A macOS menu bar app that wraps ElevenLabs Scribe v2 in a system-wide hotkey.

macOS · Menu bar app · Swift / SwiftUI · ElevenLabs Scribe v2 Realtime · WebSocket streaming

Skribe is a thin shell around a speech-to-text model that is good enough to use for real writing. The model is ElevenLabs Scribe v2 Realtime; the shell is a menu bar app and a global hotkey. The interesting part is the integration: picking a transcriber that corrects from context, and then giving it the shortest possible path from a key press to typed output in any focused field.

Anatomy

Skribe lives in the menu bar and stays out of the way. The popover is mostly a status surface — it confirms the app is running, exposes settings, and otherwise expects to be ignored. The real entry point is a global hotkey: a double-tap of Option starts a recording from anywhere on the system.

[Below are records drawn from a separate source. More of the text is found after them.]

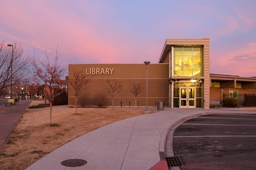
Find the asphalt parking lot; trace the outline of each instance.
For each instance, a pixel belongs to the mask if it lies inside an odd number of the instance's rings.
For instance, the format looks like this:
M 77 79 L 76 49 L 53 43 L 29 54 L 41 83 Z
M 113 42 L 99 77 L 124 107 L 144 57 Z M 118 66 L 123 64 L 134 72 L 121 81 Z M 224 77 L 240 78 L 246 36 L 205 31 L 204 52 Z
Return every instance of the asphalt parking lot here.
M 190 119 L 175 131 L 173 149 L 180 169 L 256 169 L 256 115 Z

Skribe's macOS menu bar popover. The status reads 'Ready' with a hint to double-tap Option to record. The footer shows a settings gear and a Quit button.
The menu bar surface, idle and waiting for a double-tap of Option.

Recording

Holding the floor, a small overlay appears near the cursor with a live transcript. Audio streams over a WebSocket to ElevenLabs Scribe v2 Realtime, so the words land on screen close to the moment they leave your mouth. Scribe v2 uses surrounding context to repair mispronunciation and to fix the wrong word reached for in the moment, which is the difference between voice typing as a novelty and voice typing you would actually draft in. Three keys end the session: Option inserts the transcript into the focused app, Return inserts and submits, Escape throws the recording away.

Skribe's floating recording overlay: a red microphone glyph on the left, with italic live transcript text streaming on the right.
The recording overlay, with the transcript streaming in as words are spoken.

Insertion

Output is not pasted — it is typed. Skribe synthesises keystrokes into whichever app held focus when the recording started, so the result behaves the same as if it had been entered by hand. That keeps dictation compatible with fields that reject paste, and with apps that watch for input events rather than clipboard writes.

A markdown editor with a paragraph of dictated text inserted at the cursor — Skribe synthesises keystrokes into whichever app held focus.
The output, typed as keystrokes into whichever app held focus.

How it works

The load-bearing decision is the model. Scribe v2 corrects from context, which is what makes the output usable without a cleanup pass; everything else is the thinnest viable shell around it. That shell is a Swift and SwiftUI app that runs outside the App Sandbox — a deliberate trade, because the sandbox blocks the two things the product needs to do: install a CGEvent tap for the global hotkey and synthesise keystrokes into other applications. Audio streams directly from the device to ElevenLabs over a WebSocket, with no intermediate server and no local transcript file. The ElevenLabs API key sits in the macOS Keychain rather than a plist or defaults entry. Nothing about a session persists once the keystrokes are delivered.

Of the AI integrations on this site, this is the one I reach for the most. Small surface, narrow job, used every day.